Taurine (2-aminoethanesulfonic acid) is one of the most abundant amino acid-derived molecules in humans and most eukaryotes. Despite its many roles and functional properties, the biochemical mechanisms and the reaction of hypotaurine to taurine are still unknown. This study focuses on the biosynthesis reaction of hypotaurine to taurine in vivo and in vitro by using bioinformatics tools, enzymatic assays, and analytical techniques. Transcriptional co-expression analysis of 26 tissue and organ samples revealed Flavin- Monooxygenases (FMO) that seemed to be suitable candidates to catalyze the reaction of hypotaurine to taurine. However, enzymatic assay showed no chemical reaction on HPLC analysis after adding cofactors NAD+ and NADPH to HuH 7 hepatoma cells and 11 day-old embryonic chicken livers.

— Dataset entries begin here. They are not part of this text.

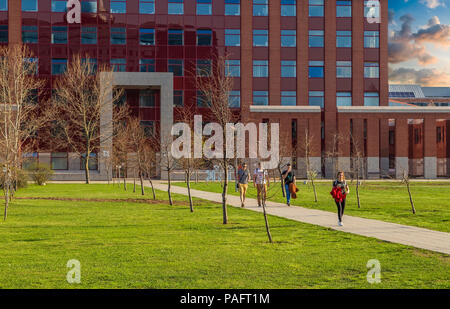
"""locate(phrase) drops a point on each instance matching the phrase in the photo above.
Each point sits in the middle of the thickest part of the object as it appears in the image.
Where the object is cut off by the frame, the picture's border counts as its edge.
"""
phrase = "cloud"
(423, 77)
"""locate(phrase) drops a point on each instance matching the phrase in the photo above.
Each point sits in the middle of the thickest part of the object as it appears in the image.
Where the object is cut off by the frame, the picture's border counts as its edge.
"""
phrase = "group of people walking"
(261, 182)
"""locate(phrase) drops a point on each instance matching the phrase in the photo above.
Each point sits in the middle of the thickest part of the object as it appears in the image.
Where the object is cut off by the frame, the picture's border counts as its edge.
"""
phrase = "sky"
(419, 42)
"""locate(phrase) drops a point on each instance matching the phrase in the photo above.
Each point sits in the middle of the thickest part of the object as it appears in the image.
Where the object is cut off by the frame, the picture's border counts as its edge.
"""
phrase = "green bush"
(40, 173)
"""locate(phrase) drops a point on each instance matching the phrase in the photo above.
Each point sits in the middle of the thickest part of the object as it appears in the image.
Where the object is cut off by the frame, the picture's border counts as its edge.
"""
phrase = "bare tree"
(83, 93)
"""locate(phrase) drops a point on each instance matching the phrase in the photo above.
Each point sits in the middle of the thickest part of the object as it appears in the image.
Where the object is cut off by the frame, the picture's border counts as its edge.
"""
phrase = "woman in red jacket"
(339, 193)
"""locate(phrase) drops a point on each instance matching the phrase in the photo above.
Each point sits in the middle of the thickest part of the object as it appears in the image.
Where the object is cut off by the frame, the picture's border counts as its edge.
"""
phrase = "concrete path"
(392, 232)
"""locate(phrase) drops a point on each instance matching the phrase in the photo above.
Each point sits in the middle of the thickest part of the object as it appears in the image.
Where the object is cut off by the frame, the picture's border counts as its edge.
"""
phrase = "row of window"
(204, 7)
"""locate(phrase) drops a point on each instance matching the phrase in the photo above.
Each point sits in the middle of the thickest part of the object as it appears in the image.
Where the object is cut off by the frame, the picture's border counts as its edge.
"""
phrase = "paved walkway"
(392, 232)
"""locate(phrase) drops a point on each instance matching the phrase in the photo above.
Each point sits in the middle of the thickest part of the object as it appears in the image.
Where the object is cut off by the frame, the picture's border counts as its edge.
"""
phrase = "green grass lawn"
(123, 244)
(387, 201)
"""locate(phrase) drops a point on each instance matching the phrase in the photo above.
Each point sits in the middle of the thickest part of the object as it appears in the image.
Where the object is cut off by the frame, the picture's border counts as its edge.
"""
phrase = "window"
(204, 37)
(371, 99)
(88, 35)
(316, 98)
(147, 65)
(288, 68)
(118, 6)
(260, 7)
(203, 67)
(29, 34)
(371, 39)
(233, 68)
(234, 99)
(288, 98)
(175, 66)
(232, 37)
(288, 8)
(119, 64)
(371, 70)
(59, 35)
(147, 98)
(288, 38)
(260, 97)
(343, 69)
(343, 39)
(178, 98)
(147, 6)
(204, 7)
(316, 69)
(260, 68)
(59, 160)
(233, 7)
(343, 9)
(89, 6)
(176, 7)
(175, 37)
(261, 38)
(59, 6)
(3, 33)
(29, 6)
(118, 36)
(147, 36)
(316, 8)
(343, 99)
(316, 38)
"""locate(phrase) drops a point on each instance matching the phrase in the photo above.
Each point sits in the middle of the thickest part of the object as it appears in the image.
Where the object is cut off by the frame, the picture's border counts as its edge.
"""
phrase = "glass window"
(260, 97)
(260, 68)
(288, 8)
(343, 9)
(288, 38)
(175, 37)
(288, 98)
(316, 38)
(232, 37)
(233, 68)
(59, 6)
(371, 70)
(176, 7)
(343, 69)
(316, 69)
(234, 99)
(316, 8)
(371, 39)
(288, 68)
(316, 98)
(29, 6)
(59, 35)
(118, 36)
(147, 65)
(118, 6)
(29, 34)
(204, 37)
(88, 35)
(119, 64)
(204, 7)
(371, 99)
(147, 36)
(343, 99)
(343, 39)
(261, 38)
(233, 7)
(260, 7)
(175, 66)
(147, 6)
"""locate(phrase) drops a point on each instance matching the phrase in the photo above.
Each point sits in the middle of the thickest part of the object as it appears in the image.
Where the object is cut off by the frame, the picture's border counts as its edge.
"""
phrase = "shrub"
(40, 173)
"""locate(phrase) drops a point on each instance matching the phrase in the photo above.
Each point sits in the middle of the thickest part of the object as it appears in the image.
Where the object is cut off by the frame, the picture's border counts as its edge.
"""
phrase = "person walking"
(243, 179)
(288, 178)
(339, 192)
(261, 182)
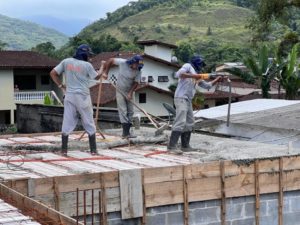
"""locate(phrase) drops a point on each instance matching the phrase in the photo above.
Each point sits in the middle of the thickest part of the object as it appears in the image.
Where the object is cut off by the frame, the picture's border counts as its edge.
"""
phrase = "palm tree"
(259, 71)
(289, 75)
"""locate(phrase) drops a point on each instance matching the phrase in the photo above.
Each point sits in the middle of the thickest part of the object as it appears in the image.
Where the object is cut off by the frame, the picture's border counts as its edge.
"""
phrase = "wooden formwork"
(169, 185)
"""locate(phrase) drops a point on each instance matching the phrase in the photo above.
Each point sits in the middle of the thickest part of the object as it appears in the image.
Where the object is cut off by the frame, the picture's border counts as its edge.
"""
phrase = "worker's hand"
(104, 76)
(129, 96)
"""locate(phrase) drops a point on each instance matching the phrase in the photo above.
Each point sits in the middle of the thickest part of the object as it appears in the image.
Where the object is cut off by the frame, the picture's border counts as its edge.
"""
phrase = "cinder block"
(205, 216)
(250, 221)
(236, 211)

Enzymatic assays failed to confirm an enzyme for the reaction of hypotaurine to taurine. Analytical assays were used to determine the spontaneous reaction of hypotaurine to taurine with Reactive Oxygen Species (ROS). HPLC, ESI-MS, NMR, FTIR and Raman assays were applied to investigate the reaction of hypotaurine and taurine with ROS such as superoxide, hydrogen peroxide, and singlet oxygen. HPLC and ESI-MS tests confirmed that hypotaurine did not react with singlet oxygen. However, various tests confirmed that hypotaurine reacted with hydrogen peroxide and superoxide. Analytical assay results revealed a novel molecule in the reaction of hypotaurine or taurine with superoxide. FTIR, NMR and Raman spectroscopy confirmed the characteristics of the novel molecule, peroxytaurine. Chemical methods to detect the peroxide in peroxytaurine was attempted with acridine, pyridine, and iron.